I had a similar mental image, but the crowd of running people would just hold up their plates and the cook would flip a hotcake right off the griddle, through the air, and on to the plate of one of the waiting throng. So hotcakes would naturally be faster than other breakfast items that couldn’t be served kinetically.
“These latkes are going like hotcakes!” -Kramer
I’m not sure when factory sliced bread was invented but I was really amazed by how innovative the introduction of the C-spring in the 1800’s was.
More answers here.
The Word Detective mentions “flat as a pancake.” It has long been said that the state of Kansas is as flat as a pancake. A couple of bored U of Kansas students decided to find out. They laser-mapped some pancakes, and they compared it to a topographical map of Kansas.
Their conclusion was that Kansas is much flatter than a pancake.
Customers are buying them by the stack.
To be honest, hot cakes (pancakes) do sell really well. They’re cheap, easy, quick and friendly to folks of all/most ages, food preferences and backgrounds.
A lot of churches and other nonprofits even today raise a lot of funds through pancake breakfasts.
Maybe there was a bunch of drunken sailors waking up and needing some hang-over food. They would, of course, have lots of money to spend.

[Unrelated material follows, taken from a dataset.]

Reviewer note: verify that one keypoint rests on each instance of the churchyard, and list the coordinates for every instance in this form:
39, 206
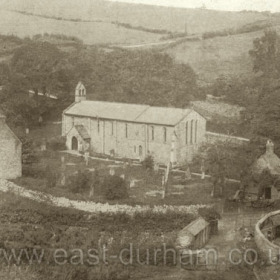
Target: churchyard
144, 185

Leavened bread. People were getting damn tired of eating crackers.
Didn’t that win an Ignoble a few years ago?
I’m not sure where I heard the story, but perhaps it was an Ignobel winner. It’s certainly absurd enough.
Sort of, it has a general tilt upwards to the west. As mrAru and I commented the first time I drove west to visit his family with him - “Its flat, the road sucks and there are cows.” And we developed this urge to get a gun and shoot the centers of all the little sunflowers on the signs…
Did you hear about the new cemetery? People are just dying to get in there.
I saw it as in freshly baked.
The smell of freshly baked cakes / bread tends to cause people to lift up like a hummingbird and then float along a visible scent trail to the source.
Of course everyone knows that you can’t have your cake and eat it - hot or cold.